Ultimately Ivan convinces Sergei that the two and the rest of the Gaidaroffs’ staff should start their own revolution and essentially go on strike. The Gaidaroffs try to report them, but their telephone lines have been cut. In one of the film’s most vivid scenes, they open their front door and witness a big street fight going on: a powerful symbol of just how totally they’ve been cut off from the popular discontent outside. Ultimately the film turns into a bunch of closeups of Chaney as Sergei reflecting his melancholy that the woman who’d asked him to pose as her husband isn’t at all romantically interested in him, and his suffering reaches Christ-like proportions.
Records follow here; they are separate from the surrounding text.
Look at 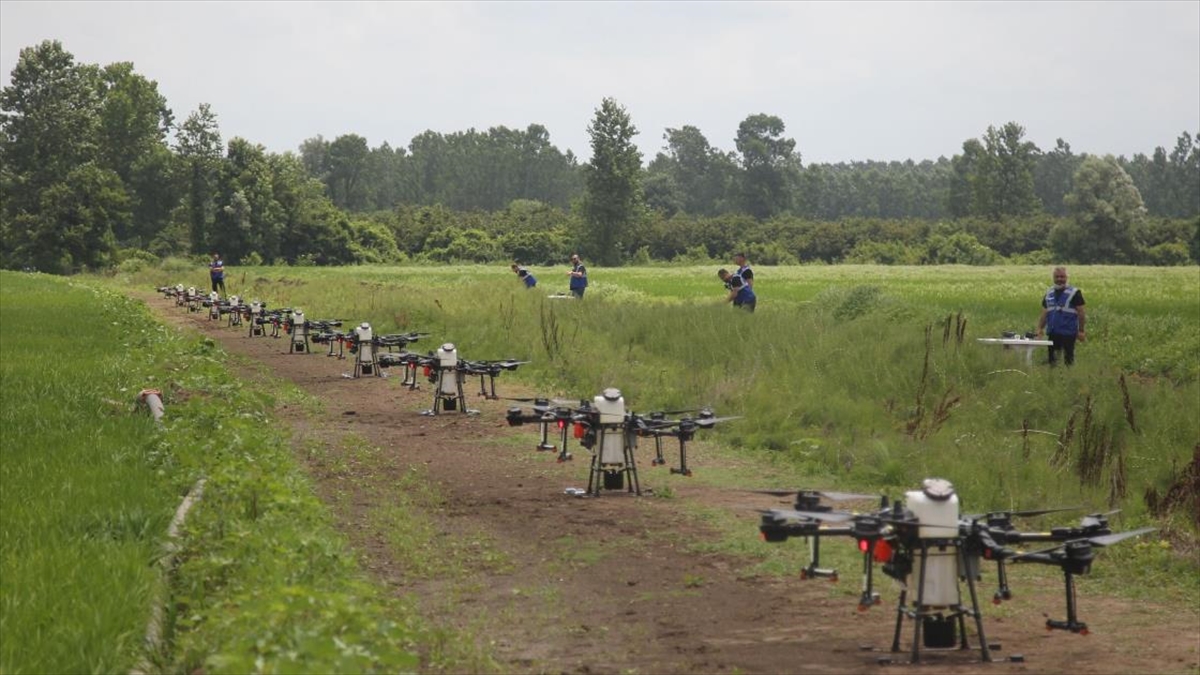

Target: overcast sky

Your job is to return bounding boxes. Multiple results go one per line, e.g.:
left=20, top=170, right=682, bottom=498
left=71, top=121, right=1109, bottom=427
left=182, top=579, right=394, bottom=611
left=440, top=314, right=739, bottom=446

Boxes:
left=0, top=0, right=1200, bottom=163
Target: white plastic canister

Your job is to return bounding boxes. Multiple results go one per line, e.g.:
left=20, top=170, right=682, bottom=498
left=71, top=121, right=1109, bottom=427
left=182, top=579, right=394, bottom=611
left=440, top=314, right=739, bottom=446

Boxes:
left=592, top=388, right=625, bottom=465
left=438, top=342, right=458, bottom=396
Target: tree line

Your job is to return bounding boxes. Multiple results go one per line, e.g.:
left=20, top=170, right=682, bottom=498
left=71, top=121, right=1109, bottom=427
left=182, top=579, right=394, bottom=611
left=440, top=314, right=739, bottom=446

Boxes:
left=0, top=41, right=1200, bottom=273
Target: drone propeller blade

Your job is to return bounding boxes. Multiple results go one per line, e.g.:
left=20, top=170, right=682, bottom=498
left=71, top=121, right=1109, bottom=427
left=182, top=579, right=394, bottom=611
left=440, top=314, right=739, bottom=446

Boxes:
left=691, top=414, right=742, bottom=426
left=746, top=490, right=799, bottom=497
left=760, top=508, right=854, bottom=522
left=746, top=489, right=880, bottom=502
left=962, top=507, right=1084, bottom=520
left=820, top=490, right=880, bottom=502
left=1088, top=527, right=1158, bottom=546
left=1008, top=542, right=1067, bottom=561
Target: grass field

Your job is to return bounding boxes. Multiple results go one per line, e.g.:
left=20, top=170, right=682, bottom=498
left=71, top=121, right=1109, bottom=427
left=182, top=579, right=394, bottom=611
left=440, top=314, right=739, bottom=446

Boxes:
left=124, top=265, right=1200, bottom=528
left=0, top=274, right=179, bottom=674
left=0, top=273, right=436, bottom=675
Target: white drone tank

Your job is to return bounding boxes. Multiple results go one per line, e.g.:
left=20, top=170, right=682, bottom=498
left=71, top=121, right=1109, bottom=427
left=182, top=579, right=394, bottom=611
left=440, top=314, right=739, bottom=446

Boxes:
left=292, top=307, right=308, bottom=345
left=354, top=321, right=374, bottom=365
left=438, top=342, right=458, bottom=396
left=592, top=388, right=625, bottom=464
left=905, top=478, right=960, bottom=607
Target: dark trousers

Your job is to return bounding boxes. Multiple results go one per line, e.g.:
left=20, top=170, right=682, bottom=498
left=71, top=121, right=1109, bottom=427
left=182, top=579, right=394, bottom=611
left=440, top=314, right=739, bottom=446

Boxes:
left=733, top=300, right=758, bottom=312
left=1049, top=333, right=1075, bottom=365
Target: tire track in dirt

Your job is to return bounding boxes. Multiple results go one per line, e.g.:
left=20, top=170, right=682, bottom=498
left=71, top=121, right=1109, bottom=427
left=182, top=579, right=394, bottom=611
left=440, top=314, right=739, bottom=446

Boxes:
left=139, top=294, right=1200, bottom=674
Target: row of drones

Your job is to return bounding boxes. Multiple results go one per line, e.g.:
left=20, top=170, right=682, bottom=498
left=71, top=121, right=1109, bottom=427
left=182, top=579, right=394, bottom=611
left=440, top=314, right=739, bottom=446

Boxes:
left=158, top=281, right=1154, bottom=663
left=157, top=285, right=736, bottom=497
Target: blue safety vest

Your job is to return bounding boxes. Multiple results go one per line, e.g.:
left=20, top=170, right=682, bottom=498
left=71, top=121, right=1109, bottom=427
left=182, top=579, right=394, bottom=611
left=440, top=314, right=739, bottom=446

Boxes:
left=570, top=263, right=588, bottom=291
left=730, top=274, right=757, bottom=305
left=1044, top=286, right=1079, bottom=335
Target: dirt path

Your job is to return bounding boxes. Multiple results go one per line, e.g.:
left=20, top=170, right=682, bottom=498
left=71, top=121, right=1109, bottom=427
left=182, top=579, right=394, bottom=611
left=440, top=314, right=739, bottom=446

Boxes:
left=140, top=294, right=1200, bottom=674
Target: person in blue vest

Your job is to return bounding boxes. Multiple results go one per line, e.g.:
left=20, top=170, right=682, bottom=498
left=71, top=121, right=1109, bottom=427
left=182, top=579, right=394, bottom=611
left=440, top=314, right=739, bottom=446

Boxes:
left=566, top=253, right=588, bottom=299
left=716, top=269, right=758, bottom=312
left=1038, top=267, right=1087, bottom=365
left=733, top=252, right=754, bottom=289
left=209, top=251, right=224, bottom=297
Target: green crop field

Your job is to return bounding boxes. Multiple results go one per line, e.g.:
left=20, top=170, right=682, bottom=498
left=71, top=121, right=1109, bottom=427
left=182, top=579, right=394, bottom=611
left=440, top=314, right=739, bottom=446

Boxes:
left=0, top=271, right=446, bottom=675
left=124, top=264, right=1200, bottom=521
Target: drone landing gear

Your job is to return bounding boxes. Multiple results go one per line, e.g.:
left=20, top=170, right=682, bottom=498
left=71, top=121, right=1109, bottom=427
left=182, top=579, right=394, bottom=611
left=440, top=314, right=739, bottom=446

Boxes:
left=1046, top=569, right=1090, bottom=635
left=400, top=360, right=420, bottom=392
left=800, top=537, right=838, bottom=584
left=538, top=422, right=556, bottom=453
left=892, top=539, right=991, bottom=663
left=588, top=426, right=642, bottom=497
left=421, top=369, right=479, bottom=417
left=350, top=342, right=383, bottom=377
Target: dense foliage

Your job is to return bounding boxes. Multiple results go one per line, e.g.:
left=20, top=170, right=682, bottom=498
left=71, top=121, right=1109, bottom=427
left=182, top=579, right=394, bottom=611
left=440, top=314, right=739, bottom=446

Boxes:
left=0, top=41, right=1200, bottom=273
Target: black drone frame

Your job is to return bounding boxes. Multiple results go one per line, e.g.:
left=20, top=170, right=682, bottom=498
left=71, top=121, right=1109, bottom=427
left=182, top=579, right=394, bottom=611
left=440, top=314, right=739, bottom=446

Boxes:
left=758, top=490, right=1154, bottom=663
left=458, top=359, right=529, bottom=401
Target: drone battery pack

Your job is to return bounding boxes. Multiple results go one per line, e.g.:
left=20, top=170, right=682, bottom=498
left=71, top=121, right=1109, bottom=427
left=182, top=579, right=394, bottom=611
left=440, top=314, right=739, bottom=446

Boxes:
left=920, top=616, right=959, bottom=650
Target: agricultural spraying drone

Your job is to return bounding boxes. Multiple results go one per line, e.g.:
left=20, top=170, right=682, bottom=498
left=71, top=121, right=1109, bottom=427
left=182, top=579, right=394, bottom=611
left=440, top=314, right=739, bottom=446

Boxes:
left=505, top=388, right=737, bottom=496
left=758, top=478, right=1154, bottom=663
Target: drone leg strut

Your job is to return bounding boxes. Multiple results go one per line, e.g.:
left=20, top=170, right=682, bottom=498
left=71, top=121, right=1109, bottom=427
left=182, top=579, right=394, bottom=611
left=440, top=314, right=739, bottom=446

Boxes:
left=671, top=436, right=691, bottom=476
left=1046, top=569, right=1087, bottom=635
left=892, top=589, right=908, bottom=652
left=858, top=539, right=878, bottom=611
left=912, top=539, right=929, bottom=663
left=622, top=431, right=642, bottom=496
left=991, top=560, right=1013, bottom=604
left=959, top=559, right=991, bottom=662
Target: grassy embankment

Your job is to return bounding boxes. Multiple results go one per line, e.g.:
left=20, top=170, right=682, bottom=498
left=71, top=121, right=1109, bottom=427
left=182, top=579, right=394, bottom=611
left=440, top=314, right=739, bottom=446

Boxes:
left=118, top=258, right=1200, bottom=605
left=0, top=273, right=487, bottom=674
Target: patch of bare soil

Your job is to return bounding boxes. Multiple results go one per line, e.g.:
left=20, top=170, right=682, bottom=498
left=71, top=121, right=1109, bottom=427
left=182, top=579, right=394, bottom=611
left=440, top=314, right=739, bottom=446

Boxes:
left=142, top=294, right=1200, bottom=674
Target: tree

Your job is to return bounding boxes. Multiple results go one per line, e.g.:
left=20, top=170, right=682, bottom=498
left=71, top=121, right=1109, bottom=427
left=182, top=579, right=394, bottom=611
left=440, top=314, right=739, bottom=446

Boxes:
left=972, top=121, right=1040, bottom=220
left=947, top=138, right=988, bottom=219
left=326, top=133, right=371, bottom=211
left=13, top=162, right=130, bottom=274
left=737, top=114, right=800, bottom=220
left=1050, top=155, right=1146, bottom=264
left=175, top=103, right=223, bottom=251
left=583, top=98, right=642, bottom=265
left=1033, top=138, right=1080, bottom=216
left=0, top=40, right=101, bottom=211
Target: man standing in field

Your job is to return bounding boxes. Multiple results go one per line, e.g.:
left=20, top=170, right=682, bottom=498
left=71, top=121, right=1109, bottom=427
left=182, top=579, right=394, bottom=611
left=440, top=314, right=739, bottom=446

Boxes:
left=209, top=252, right=224, bottom=298
left=716, top=269, right=758, bottom=312
left=566, top=253, right=588, bottom=299
left=733, top=252, right=754, bottom=288
left=1038, top=267, right=1087, bottom=365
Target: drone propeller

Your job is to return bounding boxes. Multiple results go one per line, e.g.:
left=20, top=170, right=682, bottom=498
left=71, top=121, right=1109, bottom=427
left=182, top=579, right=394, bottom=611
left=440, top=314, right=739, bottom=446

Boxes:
left=1079, top=508, right=1121, bottom=528
left=755, top=508, right=854, bottom=522
left=679, top=414, right=742, bottom=426
left=749, top=489, right=880, bottom=502
left=962, top=507, right=1082, bottom=520
left=1010, top=527, right=1158, bottom=561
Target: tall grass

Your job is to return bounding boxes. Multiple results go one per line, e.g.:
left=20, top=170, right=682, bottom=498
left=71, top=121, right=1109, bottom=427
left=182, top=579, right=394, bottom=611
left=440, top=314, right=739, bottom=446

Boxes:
left=114, top=265, right=1200, bottom=530
left=0, top=273, right=434, bottom=673
left=0, top=274, right=179, bottom=674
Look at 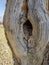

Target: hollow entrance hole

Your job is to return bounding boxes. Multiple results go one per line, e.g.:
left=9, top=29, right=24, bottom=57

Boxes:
left=23, top=20, right=33, bottom=37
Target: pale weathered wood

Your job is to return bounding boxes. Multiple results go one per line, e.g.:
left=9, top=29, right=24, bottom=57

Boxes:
left=4, top=0, right=49, bottom=65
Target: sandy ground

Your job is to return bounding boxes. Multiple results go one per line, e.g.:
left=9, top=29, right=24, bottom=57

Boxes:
left=0, top=25, right=14, bottom=65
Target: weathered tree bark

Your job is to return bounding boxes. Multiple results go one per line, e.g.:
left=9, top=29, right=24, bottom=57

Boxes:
left=3, top=0, right=49, bottom=65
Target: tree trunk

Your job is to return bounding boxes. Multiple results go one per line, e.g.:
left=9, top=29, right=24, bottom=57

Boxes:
left=3, top=0, right=49, bottom=65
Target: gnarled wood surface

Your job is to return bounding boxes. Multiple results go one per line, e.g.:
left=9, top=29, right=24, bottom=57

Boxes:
left=4, top=0, right=49, bottom=65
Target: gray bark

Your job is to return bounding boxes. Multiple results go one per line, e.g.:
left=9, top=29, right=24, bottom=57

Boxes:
left=3, top=0, right=49, bottom=65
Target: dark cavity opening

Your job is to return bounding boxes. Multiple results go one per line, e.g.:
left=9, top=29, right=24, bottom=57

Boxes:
left=23, top=20, right=33, bottom=37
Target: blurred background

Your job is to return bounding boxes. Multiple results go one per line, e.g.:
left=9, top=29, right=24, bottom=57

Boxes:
left=0, top=0, right=6, bottom=23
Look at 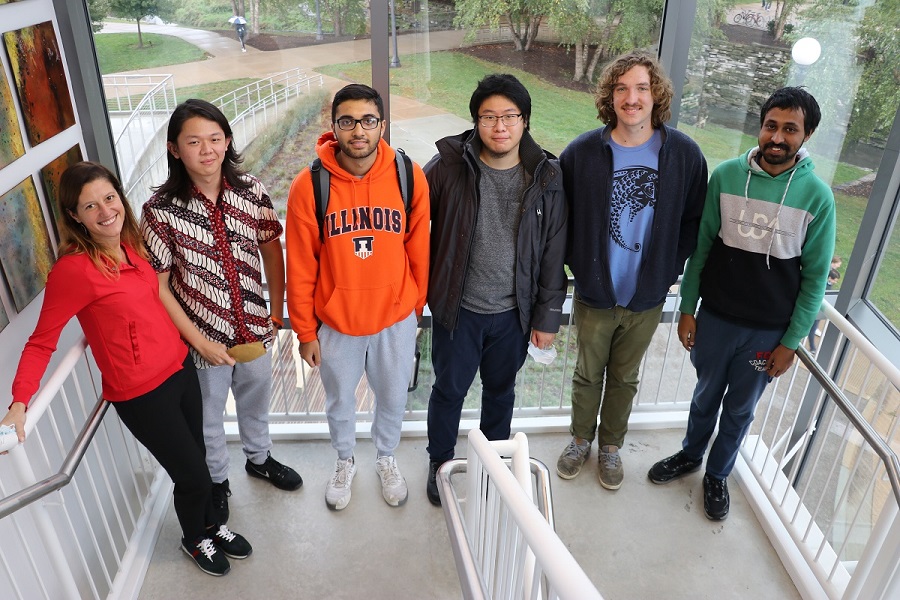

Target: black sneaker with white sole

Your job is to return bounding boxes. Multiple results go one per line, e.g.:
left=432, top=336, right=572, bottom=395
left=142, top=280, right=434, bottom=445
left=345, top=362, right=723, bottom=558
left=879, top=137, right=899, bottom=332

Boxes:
left=181, top=536, right=231, bottom=577
left=209, top=524, right=253, bottom=558
left=244, top=452, right=303, bottom=492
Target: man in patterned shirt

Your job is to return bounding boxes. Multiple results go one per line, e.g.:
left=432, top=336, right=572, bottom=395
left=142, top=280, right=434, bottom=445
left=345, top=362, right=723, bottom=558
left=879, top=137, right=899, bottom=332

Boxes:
left=141, top=100, right=303, bottom=523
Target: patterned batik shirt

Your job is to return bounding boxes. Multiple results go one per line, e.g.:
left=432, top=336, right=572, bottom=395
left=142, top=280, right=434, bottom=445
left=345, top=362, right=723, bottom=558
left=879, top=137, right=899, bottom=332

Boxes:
left=141, top=175, right=282, bottom=369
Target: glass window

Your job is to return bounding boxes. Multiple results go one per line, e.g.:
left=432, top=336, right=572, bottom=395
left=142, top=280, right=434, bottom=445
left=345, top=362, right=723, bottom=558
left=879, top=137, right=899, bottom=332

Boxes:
left=678, top=0, right=900, bottom=300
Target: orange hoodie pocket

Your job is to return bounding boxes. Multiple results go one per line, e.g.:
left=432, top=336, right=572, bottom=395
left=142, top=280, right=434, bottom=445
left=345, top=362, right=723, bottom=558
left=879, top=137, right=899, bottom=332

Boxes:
left=320, top=284, right=400, bottom=335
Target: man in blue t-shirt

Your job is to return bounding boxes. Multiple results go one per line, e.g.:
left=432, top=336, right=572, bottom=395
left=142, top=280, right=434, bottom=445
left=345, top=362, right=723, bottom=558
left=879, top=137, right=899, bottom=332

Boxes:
left=556, top=51, right=707, bottom=490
In fact, Chaney’s makeup (I’m presuming he designed and put it on himself, as usual) only accentuates the character’s resemblance to Jesus, or at least to the popular image as of 1927 of what Jesus looked like. I found myself wishing that Cecil B. DeMille could have borrowed Chaney for his Jesus biopic The King of Kings (1927). Mockery is a typical Chaney vehicle in that he’s obsessed with a woman he can’t have because she’s only interested in someone younger and hunkier, and he responds by suffering nobly and ending up either dead (as he does here: he and Ivan kill each other) or alive but emotionally bereft. It’s one of those annoying movies in which scenes of great visual beauty and emotional power alternate with ones of unwitting silliness (and maybe not so unwitting, either; the scenes of Mack Swain and Emily Fitzroy expressing their helplessness after the infrastructure they counted on to protect them against the slavering mobs has almost totally broken down seem designed to evoke laughter, and I’m sure whoever cast Swain was thinking of his past as a comedian). Mockery got mixed reviews when it was originally released and was believed lost until the 1970’s, when the George Eastman House turned up a print. The version we were watching was from a Warner Bros. reissue in the early 2000’s with a musical score that’s better than some of the ones that have been slapped onto silent films in recent years, and Mockery emerges today as an uneven film but one with definite good points.